In which the affections gently lead us on,—

Until, the breath of this corporeal frame

And even the motion of our human blood

Almost suspended, we are laid asleep

In body, and become a living soul:

(from ‘Tintern Abbey’)



Friday 18 November 2022

The Image in Bergson

 

What is the best way to read Bergson?  I would say, no more than 3 pages at a time.  Anymore will cause overheating .  It will take an hour probably.  It is said that a matchbox full of Aristotle weighs as much as the world.  Bergson is like that.  He reads smoothly of course but that is no indication of ease of comprehension.

My interim understanding of the source of his 'image' and 'the aggregate of images'.

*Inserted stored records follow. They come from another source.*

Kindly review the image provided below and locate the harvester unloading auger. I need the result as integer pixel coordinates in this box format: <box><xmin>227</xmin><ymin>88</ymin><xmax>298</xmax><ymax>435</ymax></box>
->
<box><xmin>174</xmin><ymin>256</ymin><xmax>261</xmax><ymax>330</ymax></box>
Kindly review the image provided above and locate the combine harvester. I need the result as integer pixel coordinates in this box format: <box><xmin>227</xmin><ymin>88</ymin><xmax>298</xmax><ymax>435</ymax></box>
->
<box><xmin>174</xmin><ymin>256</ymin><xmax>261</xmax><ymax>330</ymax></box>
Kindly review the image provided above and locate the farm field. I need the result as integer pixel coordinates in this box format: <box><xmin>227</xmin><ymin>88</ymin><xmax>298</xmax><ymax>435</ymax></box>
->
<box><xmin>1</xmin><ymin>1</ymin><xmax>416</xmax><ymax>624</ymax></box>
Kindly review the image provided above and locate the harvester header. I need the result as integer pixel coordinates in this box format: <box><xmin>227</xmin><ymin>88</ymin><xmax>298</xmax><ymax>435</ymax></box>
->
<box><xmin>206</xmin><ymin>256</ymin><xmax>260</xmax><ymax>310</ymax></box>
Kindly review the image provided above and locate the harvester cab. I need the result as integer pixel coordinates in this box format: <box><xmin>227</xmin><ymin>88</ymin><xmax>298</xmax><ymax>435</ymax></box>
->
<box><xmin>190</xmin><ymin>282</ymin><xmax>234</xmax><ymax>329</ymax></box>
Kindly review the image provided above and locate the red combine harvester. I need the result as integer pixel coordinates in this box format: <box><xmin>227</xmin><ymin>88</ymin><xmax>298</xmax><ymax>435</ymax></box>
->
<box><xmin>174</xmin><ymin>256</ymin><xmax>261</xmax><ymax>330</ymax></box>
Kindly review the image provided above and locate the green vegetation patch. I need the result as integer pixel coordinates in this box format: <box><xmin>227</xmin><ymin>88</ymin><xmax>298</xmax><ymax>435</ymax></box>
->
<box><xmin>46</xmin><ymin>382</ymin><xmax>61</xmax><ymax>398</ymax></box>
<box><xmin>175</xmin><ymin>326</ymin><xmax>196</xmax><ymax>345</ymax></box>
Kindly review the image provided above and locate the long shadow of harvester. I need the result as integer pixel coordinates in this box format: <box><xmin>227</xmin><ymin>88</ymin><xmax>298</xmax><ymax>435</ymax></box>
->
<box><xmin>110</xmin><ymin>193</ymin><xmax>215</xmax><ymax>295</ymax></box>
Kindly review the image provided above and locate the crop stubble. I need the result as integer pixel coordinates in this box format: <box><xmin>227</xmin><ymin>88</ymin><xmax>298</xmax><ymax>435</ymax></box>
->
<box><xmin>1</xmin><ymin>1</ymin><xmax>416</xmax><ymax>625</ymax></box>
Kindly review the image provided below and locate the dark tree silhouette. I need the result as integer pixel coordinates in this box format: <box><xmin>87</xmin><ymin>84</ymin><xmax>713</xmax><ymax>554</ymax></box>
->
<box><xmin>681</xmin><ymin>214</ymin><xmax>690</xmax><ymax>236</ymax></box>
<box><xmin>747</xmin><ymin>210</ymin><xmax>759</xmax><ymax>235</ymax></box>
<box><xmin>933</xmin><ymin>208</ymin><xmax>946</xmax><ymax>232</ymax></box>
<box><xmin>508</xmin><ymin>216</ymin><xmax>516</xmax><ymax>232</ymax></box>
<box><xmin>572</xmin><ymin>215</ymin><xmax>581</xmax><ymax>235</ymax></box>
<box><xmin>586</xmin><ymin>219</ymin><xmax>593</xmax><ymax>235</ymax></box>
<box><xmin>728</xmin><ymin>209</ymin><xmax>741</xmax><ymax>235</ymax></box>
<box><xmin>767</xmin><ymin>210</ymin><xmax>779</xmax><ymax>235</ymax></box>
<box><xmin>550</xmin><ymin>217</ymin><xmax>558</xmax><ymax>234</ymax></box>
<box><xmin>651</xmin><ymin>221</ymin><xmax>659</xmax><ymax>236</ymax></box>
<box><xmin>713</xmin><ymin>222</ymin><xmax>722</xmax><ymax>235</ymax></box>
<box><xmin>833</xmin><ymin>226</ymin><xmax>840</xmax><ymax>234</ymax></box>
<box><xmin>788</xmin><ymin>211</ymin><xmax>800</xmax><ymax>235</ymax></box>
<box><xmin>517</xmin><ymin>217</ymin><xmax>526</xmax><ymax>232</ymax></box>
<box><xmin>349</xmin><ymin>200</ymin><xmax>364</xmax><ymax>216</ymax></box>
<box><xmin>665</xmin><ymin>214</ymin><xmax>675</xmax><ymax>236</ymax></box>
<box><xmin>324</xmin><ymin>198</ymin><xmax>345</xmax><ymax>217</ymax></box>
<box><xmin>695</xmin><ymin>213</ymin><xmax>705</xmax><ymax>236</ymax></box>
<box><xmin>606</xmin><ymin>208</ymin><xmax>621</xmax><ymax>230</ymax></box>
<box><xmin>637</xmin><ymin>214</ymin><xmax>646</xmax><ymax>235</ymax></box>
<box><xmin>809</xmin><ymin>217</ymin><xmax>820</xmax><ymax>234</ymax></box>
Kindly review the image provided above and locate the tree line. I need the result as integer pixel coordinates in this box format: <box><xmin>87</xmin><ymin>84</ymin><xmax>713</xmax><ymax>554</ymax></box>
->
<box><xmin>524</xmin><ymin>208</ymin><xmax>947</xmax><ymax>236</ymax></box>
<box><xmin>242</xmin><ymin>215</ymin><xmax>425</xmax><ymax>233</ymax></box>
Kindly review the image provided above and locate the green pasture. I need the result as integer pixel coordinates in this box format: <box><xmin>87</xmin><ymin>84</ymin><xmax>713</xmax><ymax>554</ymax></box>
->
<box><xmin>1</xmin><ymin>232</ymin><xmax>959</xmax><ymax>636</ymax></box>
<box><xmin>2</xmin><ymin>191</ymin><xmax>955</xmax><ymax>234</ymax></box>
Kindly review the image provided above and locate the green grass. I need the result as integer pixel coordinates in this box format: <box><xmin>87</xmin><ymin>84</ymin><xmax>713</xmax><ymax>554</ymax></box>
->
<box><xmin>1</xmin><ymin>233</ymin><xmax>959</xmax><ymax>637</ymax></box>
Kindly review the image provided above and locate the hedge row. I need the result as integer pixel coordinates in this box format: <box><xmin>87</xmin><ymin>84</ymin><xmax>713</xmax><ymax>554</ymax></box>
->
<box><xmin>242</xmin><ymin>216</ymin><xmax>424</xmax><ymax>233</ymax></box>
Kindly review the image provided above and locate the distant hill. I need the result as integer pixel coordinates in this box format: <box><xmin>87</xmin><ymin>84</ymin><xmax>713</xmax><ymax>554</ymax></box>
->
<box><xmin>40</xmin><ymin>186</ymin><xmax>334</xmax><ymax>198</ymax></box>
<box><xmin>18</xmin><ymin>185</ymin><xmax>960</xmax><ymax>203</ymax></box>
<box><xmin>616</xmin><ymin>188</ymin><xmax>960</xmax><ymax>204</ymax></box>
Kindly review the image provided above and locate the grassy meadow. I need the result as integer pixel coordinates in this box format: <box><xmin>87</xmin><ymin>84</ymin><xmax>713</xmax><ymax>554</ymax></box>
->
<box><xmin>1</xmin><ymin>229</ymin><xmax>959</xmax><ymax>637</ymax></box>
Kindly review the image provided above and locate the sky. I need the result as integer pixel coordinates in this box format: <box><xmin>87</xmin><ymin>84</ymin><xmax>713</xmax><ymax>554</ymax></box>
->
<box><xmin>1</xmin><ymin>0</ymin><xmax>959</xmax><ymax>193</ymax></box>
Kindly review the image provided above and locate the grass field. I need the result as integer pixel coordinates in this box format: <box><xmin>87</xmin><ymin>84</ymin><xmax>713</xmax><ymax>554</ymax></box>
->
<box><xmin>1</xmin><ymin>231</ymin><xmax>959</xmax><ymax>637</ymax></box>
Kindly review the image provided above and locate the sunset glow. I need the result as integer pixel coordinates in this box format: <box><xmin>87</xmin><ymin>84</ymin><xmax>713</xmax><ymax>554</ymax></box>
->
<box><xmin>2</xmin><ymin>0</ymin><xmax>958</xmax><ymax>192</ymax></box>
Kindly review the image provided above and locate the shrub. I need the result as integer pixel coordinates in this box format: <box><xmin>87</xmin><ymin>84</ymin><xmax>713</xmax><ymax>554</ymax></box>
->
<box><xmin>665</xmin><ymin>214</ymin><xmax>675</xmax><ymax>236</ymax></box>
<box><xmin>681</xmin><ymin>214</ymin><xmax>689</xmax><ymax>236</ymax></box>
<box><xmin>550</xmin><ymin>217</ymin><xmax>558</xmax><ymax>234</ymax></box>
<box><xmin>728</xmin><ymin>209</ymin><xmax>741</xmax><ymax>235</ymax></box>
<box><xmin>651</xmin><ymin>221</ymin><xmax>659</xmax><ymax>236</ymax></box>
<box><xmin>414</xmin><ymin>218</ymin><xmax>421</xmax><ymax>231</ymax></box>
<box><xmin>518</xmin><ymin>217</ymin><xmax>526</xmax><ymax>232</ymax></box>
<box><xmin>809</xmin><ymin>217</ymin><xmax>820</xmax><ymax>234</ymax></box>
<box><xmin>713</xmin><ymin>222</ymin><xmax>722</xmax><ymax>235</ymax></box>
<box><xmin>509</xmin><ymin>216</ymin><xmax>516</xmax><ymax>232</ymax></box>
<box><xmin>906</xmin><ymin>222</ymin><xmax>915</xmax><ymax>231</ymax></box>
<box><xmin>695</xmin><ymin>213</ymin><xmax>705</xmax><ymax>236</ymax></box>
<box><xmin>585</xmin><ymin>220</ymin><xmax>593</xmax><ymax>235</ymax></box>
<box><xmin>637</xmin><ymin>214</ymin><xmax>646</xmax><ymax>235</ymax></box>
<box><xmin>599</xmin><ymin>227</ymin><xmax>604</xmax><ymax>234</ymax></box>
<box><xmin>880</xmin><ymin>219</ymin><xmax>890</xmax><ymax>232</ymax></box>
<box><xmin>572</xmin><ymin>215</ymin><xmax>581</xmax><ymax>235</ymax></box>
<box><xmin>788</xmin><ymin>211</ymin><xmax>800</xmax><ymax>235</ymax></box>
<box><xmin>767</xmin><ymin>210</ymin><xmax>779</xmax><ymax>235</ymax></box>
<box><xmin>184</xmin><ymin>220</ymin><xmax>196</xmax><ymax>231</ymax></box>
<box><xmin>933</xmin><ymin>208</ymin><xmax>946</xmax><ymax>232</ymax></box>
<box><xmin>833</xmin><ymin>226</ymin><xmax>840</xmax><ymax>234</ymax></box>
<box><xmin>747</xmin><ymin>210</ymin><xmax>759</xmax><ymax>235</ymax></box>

The image is something like the image in a mirror.  It's there but it's also part of a totality which includes the person that is standing in front of it.  It's a  totality that can be broken into the various elements that can be considered on their own as though they were subsistent or free standing. So when Bergson writes about affection and perception this sort of division is reflected.  As I understand it the image represents the totality that we are immersed it.  The perception is of a really out there as it is thing and the affection is bodily.  But the bodily affection is also an image.  However the affection is subtilised and becomes cerebral excitations. 
And then he gravels you.
"Affection is, then, that part or aspect of the inside of  our body which we mix with the image of external  bodies; it is what we must first of all subtract from perception to get the image in its purity.'

Thursday 10 November 2022

Understanding Bergson

 “It is known to him to whom It is unknown; he does not know to whom It is known.  It is unknown to those who know well, and known to those who do not know.”  Kena Up. II.3


I was thinking of this when reading Bergson’s Matter and Memory again.  It’s a difficult book but the difficulty is of a different order to simple complexity and close reasoning.  You have to renounce your usual understanding of internal and external, idealism and realism by whatever name you call them.  Everything changes perceptually as I move my body around so to understand what is going on I have to begin with that central element.  Such is the common understanding, indeed the default position, when we turn our attention as thinkers to the problem.  When we are not thinkers and disciples of Descartes we find ourselves immersed in a non-dual world.  Bergson puts it thus:


Why insist in spite of appearances, that I should go from my conscious self to my body, then from my body to other bodies whereas in fact I place myself at once in the material world in general, and then gradually cut out within it the centre of action which I shall come to call my body and to distinguish from all others?